6. Trade and other payables
Trade and other payables include:
a) An amount of £4.4 million claimed by EthosEnergy in respect of the balance due for refurbishment work completed in 2008, plus storage charges and interest.
b) An accrual of £1.9 million in respect of remuneration due to the directors and which is subject to a waiver agreed in February 2016. There will be a credit of £0.7million in the next set of accounts.
7. Post balance sheet events
Since the balance sheet date, the disposal of Blazeway Engineering Limited ("Blazeway") was announced on 28th January 2016 for a total consideration of £1.9m. The sale includes 100% of the share capital of NewCogen, loss making owner of the Group's only operational asset. Under IFRS accounting standards the directors consider this an adjusting event relating to IAS 10 - Events After the Reporting Period, as the Group no longer expects to receive the future cash flows of the disposed entities. It is therefore appropriate that entity and consolidation adjustments are made to the carrying value of Blazeway to reflect the sale proceeds. The directors recognise that following this fundamental disposal, IPSA will become a cash shell and under AIM rule 15 will be deemed to be an investing company.
The Board of Directors approved this interim statement on 24 March 2016. This interim statement has not been audited.
Copies of this announcement are being sent to all shareholders on the register at today's date.
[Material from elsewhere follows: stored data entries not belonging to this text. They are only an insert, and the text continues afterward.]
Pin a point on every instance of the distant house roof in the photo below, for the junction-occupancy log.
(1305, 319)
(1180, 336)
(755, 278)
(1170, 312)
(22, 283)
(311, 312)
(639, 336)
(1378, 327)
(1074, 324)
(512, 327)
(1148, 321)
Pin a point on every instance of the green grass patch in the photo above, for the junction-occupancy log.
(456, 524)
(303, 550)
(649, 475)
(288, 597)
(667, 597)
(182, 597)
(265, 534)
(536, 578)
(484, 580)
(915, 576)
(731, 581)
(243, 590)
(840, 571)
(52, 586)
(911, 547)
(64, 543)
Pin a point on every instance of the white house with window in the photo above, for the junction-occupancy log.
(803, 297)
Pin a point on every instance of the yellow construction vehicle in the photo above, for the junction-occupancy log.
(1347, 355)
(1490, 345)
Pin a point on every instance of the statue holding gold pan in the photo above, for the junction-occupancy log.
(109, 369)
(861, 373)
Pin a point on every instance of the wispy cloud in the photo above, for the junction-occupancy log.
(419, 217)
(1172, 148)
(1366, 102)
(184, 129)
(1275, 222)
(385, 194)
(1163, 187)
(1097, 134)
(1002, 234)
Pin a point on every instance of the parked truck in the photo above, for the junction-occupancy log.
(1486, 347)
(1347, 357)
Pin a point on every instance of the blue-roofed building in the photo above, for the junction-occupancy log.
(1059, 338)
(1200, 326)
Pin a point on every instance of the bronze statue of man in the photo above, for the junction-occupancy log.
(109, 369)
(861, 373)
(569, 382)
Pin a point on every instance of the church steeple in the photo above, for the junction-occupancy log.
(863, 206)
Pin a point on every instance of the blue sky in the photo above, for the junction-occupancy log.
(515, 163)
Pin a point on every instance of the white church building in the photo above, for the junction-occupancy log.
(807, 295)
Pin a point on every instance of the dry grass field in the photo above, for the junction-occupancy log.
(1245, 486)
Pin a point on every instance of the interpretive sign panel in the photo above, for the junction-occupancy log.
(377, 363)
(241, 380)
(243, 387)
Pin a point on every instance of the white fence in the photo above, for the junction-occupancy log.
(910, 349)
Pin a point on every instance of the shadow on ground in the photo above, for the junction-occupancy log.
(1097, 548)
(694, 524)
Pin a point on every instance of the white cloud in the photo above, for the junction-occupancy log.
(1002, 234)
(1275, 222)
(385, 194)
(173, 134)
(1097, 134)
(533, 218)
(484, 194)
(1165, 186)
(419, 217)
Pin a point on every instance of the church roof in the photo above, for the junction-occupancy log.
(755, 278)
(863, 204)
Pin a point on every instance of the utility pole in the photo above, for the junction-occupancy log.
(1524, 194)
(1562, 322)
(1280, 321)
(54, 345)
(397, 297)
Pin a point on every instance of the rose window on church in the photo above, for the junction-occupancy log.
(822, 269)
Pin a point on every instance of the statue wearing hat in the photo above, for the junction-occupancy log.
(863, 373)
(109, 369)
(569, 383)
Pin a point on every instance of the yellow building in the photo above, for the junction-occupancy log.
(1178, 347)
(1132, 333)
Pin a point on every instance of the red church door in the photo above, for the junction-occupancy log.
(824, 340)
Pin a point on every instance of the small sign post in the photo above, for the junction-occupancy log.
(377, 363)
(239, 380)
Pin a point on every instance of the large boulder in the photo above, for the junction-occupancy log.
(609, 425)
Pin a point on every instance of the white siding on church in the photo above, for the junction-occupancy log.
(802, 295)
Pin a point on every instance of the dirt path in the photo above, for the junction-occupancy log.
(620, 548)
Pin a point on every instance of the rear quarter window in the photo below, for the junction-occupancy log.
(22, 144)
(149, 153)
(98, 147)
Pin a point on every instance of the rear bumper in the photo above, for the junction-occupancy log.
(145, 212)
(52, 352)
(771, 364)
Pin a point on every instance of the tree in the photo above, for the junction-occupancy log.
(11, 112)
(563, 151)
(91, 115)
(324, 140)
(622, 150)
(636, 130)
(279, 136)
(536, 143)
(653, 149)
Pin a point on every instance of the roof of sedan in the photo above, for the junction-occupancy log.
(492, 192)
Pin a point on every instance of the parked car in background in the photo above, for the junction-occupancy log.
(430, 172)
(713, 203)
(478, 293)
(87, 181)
Copies may be obtained from 17th Floor, Millbank Tower, 21-24 Millbank, London SW1P 4QP.
About IPSA:
IPSA Group PLC ("IPSA") is a British company established to develop power generation projects in Southern Africa. It is managed by a team with a strong track record in developing power projects worldwide and with considerable experience in Southern Africa.
IPSA floated on the AIM market of the London Stock Exchange in September 2005 and obtained a dual listing on the Altx market of the Johannesburg Stock Exchange in October 2006.